The frame has been shortened (much to my girlfriends disgust…no room for a pillion!) and all brackets and tabs removed, I took off everything that didn’t need to be there including the pillion pegs. The engine is stock with the exception of the FCR’s and the shorty reverse cone megaphones. I am running Woodcraft clipons, a Nissin radial front brake master cylinder from a Kawasaki 636 with a matching cluth lever. I designed the rear sets in CAD and got a friend to machine them up out of 6061 Aerosapce Grade Alloy, the rear brake mastercylinder is off a Ducati 916 and is mounted to the rear sets. The battery is a small sealed Yuasa and is mounted on its side under the tail unit, I relocated the ignition switch under the seat and fitted a military spec starter button along side it. The tail light is a LED strip mounted near the rear sprocket, the indicators are Hein Gerricke parts that I found in a bargain bin at a bike shop in the UK and the headlight is a universal 7” chrome light. The biggest most time consuming part of the build was the fabrication of the tank and seat. At the time I couldn’t see anything on the market that really fitted the bike so I decided the only way to get the look I was after was to build it myself. I made a plug out of balsawood, filler and fibreglass. From the plug I built a mould and finally the actual parts – its like building the tank 3 times over… This was a massive job but well worth effort. 

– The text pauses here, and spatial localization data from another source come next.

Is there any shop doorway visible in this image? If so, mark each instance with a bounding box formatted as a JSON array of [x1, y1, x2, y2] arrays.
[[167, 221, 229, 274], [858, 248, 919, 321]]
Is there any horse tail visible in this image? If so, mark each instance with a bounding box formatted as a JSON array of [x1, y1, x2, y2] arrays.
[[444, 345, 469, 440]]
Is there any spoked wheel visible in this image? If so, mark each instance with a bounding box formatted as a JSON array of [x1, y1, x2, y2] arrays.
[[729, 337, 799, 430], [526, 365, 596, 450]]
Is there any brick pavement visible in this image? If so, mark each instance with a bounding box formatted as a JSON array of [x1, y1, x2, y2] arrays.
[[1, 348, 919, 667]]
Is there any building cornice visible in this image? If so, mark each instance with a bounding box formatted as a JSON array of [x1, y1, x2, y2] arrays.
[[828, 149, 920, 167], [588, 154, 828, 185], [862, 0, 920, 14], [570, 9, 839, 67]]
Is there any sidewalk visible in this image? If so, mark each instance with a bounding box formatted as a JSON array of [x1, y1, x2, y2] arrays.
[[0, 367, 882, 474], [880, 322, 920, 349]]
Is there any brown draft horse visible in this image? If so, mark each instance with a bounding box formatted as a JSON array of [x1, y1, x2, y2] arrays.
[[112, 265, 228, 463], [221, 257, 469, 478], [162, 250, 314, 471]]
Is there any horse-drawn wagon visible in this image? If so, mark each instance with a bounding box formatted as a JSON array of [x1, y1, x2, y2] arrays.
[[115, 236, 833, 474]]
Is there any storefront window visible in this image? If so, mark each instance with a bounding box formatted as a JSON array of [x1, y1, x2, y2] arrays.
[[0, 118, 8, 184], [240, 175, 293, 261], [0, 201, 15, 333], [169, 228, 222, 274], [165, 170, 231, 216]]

The final task was the wiring loom, I threw away the original loom altogether and designed/built a totally new loom to suit the bike. I removed anything that didn’t need to be there and relocated pretty much all the components in the electrical system to keep as much hidden as possible. This was quite a daunting task at first but with a little help from a few mates we had it sorted out. Since finishing the build I have just ridden the bike, no more mods, no changes, just heaps of riding. It runs really well (75hp at the wheel) and has clocked up almost 20,000km over the last few years.

Any plans for future builds?
There is a long list of plans for future builds! I’d like to build a dedicated track day bike, something with a lot of style and performance to match. The idea of a Vintage MX bike is pretty appealing too, then there is the big HP 80’s superbike that I have always wanted or maybe a Moto Guzzi café racer….I could go on! The 1972 Ossa I am currently restoring is almost finished so as soon as it is cleared off the bench I’ll get started on the next project.
What does the term Café Racer mean to you?
For me a Café Racer is a bike that is true to the original philosophy of taking parts off your bike with the goal of making it look cool and go fast! It has to have clipons, rear sets, loud pipes and loads of character. If you build it yourself the satisfaction you will get from riding it will be immense, that’s something that you can’t buy and in my mind an important part of the whole café racer experience.